The Farthest City
Page 16
“Explain?” Gavin said. “We’ve barely said hello.”
Despite the lack of translation, the chine seemed to grasp the situation and wedged itself into a corner.
Gavin looked at Sheemi, who shrugged. She couldn’t think of anywhere better the chine could be.
“I’ll stay,” Gavin said. “The rest of you go to the bus.”
“No way, Gavin,” Xin said, “You can’t stay. If something goes wrong, you wouldn’t survive.”
“She’s right,” Omeri said. “We should get to the bus now.”
Gavin nodded, and they set off. The command chatter continued as they made their way along the ring.
“Can we initiate?” Go asked.
“Not yet,” Jimmy said, his voice anxious.
Sheemi scrambled to don her vac suit and strap in with the others. She tried to picture what was happening out there. The Hexi arriving in force. Chines being destroyed. And them caught in the middle. A knot of worry formed in her gut.
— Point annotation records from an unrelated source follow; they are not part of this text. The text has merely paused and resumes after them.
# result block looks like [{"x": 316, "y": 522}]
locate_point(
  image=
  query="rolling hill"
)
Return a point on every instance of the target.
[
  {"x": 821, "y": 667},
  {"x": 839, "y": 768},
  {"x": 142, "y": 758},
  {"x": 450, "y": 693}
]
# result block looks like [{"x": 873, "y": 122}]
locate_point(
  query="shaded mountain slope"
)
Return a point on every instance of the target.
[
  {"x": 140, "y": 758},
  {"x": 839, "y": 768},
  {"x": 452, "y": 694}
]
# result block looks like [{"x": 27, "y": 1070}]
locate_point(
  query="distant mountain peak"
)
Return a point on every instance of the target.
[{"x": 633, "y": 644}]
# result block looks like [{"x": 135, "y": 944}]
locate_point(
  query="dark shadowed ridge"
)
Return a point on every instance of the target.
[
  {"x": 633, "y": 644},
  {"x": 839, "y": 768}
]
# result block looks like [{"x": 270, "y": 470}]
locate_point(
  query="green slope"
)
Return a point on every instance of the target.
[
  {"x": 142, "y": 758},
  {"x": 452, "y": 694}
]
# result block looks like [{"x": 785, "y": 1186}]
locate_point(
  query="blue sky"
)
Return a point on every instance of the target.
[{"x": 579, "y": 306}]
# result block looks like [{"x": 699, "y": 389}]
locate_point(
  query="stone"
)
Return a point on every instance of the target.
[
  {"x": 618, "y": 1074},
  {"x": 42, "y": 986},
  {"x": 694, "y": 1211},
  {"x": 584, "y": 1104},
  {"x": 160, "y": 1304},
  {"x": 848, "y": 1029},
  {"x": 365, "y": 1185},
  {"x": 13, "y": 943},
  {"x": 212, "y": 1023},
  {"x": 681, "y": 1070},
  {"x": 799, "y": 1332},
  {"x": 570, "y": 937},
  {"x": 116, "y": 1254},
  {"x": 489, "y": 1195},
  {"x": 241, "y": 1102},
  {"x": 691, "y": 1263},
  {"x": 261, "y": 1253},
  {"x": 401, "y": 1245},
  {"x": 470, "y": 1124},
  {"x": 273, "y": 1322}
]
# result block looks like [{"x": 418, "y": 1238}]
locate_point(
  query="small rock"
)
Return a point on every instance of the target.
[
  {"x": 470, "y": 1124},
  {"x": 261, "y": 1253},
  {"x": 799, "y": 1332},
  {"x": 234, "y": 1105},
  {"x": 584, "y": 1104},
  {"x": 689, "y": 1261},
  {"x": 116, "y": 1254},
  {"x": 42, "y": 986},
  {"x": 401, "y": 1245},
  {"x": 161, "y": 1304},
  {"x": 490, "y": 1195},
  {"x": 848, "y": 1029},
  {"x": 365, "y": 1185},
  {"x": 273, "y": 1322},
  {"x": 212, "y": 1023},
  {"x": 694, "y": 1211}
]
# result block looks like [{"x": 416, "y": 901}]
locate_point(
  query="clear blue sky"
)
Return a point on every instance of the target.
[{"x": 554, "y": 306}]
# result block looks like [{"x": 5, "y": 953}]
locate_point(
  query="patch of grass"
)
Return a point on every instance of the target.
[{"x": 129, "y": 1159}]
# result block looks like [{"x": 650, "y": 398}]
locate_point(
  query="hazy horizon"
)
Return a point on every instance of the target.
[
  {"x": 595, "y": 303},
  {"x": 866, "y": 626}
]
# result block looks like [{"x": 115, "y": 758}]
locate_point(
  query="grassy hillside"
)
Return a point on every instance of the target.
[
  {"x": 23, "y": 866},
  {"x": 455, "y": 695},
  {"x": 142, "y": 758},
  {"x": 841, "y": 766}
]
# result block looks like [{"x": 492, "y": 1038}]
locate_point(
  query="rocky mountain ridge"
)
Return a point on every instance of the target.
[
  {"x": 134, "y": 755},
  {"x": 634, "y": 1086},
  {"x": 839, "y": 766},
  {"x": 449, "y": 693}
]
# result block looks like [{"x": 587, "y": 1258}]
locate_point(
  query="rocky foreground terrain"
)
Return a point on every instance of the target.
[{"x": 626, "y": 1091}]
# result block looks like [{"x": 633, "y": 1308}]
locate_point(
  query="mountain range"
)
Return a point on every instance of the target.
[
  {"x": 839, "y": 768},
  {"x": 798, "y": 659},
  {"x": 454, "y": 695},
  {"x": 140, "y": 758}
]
“She’s ready, Colonel,” Jimmy shouted.
“Get us out of here, Alvares,” Go said.
“Initiating IFD sequence.”
“I’m picking up an eight hundred exajoule discharge,” Janik said, awe in her voice. “That’s orders of magnitude higher than any explosion on record. N-layer wavefront collapsing towards our location.”
“Can we weather it?” Go asked.
“Unknown, ma’am. I’ve never seen anything like it.”
“Alvares?”
“They directed it towards us, Colonel. I’m guessing this is their heavy artillery. If it hits, we won’t survive it.”
Won’t survive it, Sheemi repeated to herself. That can’t be right. After nurturing a death wish for so long, she was surprised to find she wanted to live.
“Intersect in five minutes.”
“Three minutes until parameter lock, ma’am,” Alvares said.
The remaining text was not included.